Sometimes the interesting things are hidden in plain sight and it’s remarkably easy to just overlook stuff like bits of public art because you see them all the time, these are just such a thing. I am a lover of city hall, I like the shape it makes in the sky, it’s a proud building, modernity, looking forward from the 1930s when the huge area of courts and yards was swept away and ‘our’ city hall, previously housed in rooms all over and around St Peter Street was opened up, the row of semi derelict hotels swept away at the back of the market and a huge improvement made to the middle of the city.

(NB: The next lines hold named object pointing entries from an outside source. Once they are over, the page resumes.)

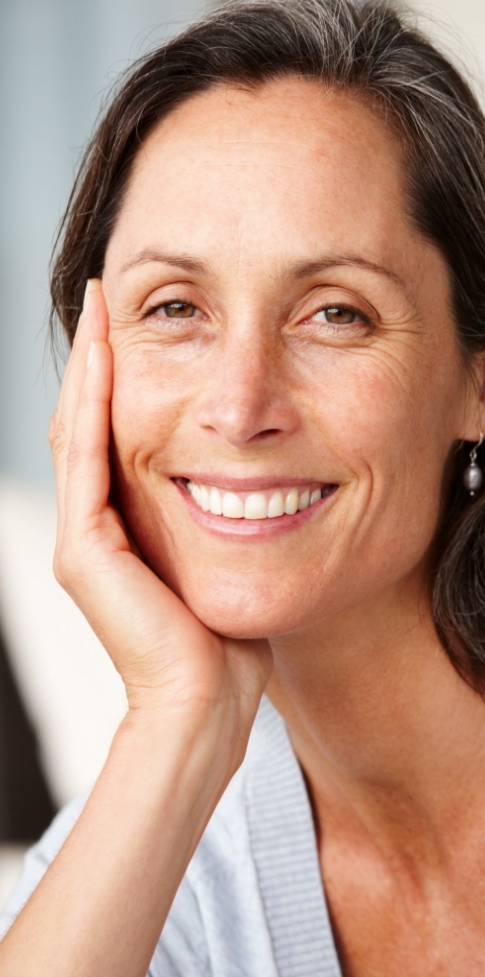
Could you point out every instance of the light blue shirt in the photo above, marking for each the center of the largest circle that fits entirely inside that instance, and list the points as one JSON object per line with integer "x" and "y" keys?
{"x": 251, "y": 903}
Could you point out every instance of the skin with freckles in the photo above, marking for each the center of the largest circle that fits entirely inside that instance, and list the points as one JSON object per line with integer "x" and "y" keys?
{"x": 255, "y": 384}
{"x": 269, "y": 319}
{"x": 276, "y": 320}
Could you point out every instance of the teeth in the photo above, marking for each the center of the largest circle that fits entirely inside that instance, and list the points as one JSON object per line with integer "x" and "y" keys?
{"x": 204, "y": 498}
{"x": 304, "y": 500}
{"x": 215, "y": 500}
{"x": 256, "y": 505}
{"x": 276, "y": 505}
{"x": 232, "y": 506}
{"x": 291, "y": 504}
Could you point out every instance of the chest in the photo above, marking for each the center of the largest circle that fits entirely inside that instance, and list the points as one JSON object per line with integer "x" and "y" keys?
{"x": 384, "y": 928}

There are a lot of tales surrounding it as a building; some mythic some not so, Hitler liked it apparently as it features the longest balcony in Northern Europe of any civil building, Ideal for waving your arms about like a crank on, as anyone can see whenever we get promoted in the football, in our constant tussle with not being relegated again 12 months later, Joyce aka Lord Haw Haw is said to have mentioned trying to bomb it on his radio show, which is rather at odds with what Hitler would have wanted, although one near miss did obliterate the cafe next door on St Giles. I’ve yet to hear any evidence for this at all anywhere. Also there was a one point a Dornier Do17 parked in the car park to the rear (see previous piece on the Dornier here). And yes it wasn’t finished, the third wing on St Giles was never completed, hence the slightly awkward shape of it.
All of this aside one of the nicest things about city hall are the doors. During the design process of the building a proposal was put forward to get James Woodford the Sculptor to create these designs, consisting of 18 roundels by created by sculptor James Woodford depicting the history of Norwich. The doors were cast in 1938 by metal founder J Starkie Gardner.
They are numerous and feature in a rather beautiful 1930s style lots of facets of the city’s history, here’s a few of them like a top 18 chart rundown for all you history pop pickers out there. We have as the main picture above Boulton Paul who built planes for both wars, the most prolific and local was the Sopwith Camel. The most famous probably being the Boulton Paul Defiant; not unlike a hurricane with a Wellington bomber turret welded onto it’s back, so heavy and ugly and so easy to shoot down they were mainly used at night. I still think they were quite cool (and mostly built in Wolverhampton).
Chicken wire, if you live in chicken town, you make chicken wire. There’s one roundel that depicts the building of Norwich, specifically the castle I think, but it could be a Mall, because you can never have too many empty shop units or half empty Malls. Another features the shoe industry once so big now almost non existent, canning plants that were dotted about the city and county. Livestock times two, various manufacturing industries, the main one is a bit of a mystery to me, the figure appears to be making cogs or gears, but there appear to be a doll a shoe and crackers around the edge So I suspect it’s a generic reference. Alarmingly there appears to be one to the ever popular black death.
Our own middle class landowning rebel Robin Hood type; it’s Robert Kett with his major top ten hit, “I held a rebellion and all I got was this hill named after me”. Plus Vikings, argh run away etc, well they did give the city it’s name, even if they didn’t found it. Coming over here stealing all our beer, looting and pillaging, setting fire to Magdalen Street, then integrating, adding more words to our lexicon, tsk, I dunno…
There’s a plough a wool comb and a yarn thingy, which probably has a proper name but I can’t remember it and I’m to lazy to use google just to look clever, which relates to the rich part of the city’s history including the Strangers and all the cloth making, dying and so on we’ve got on with. More building stuff , yep we built old stuff in Norwich, not just out of mud, straw and horseshit either, no we’re great we ship stone all the way from Normandy and make a really rather fantastic cathedral out of it so we have to then winch the stones up really high, thanks Normans. It also features beer, beer, beer… soda siphons, what looks like a fencing mask and a ladies housecoat. Go and have a look. This is what we are about as a city, it’s pieces of art like this that record our function through time and I love it.
Oddly, I once designed a CD cover for a local band that featured one of these on the inside cover.
Oh and City Hall if you read this, your doors need a clean.
Nice pictures. Its a great building inside too. Reminds me of County Hall in Chichester, West Sussex. Built around the same time I imagine. Plenty of Art Deco features remaining.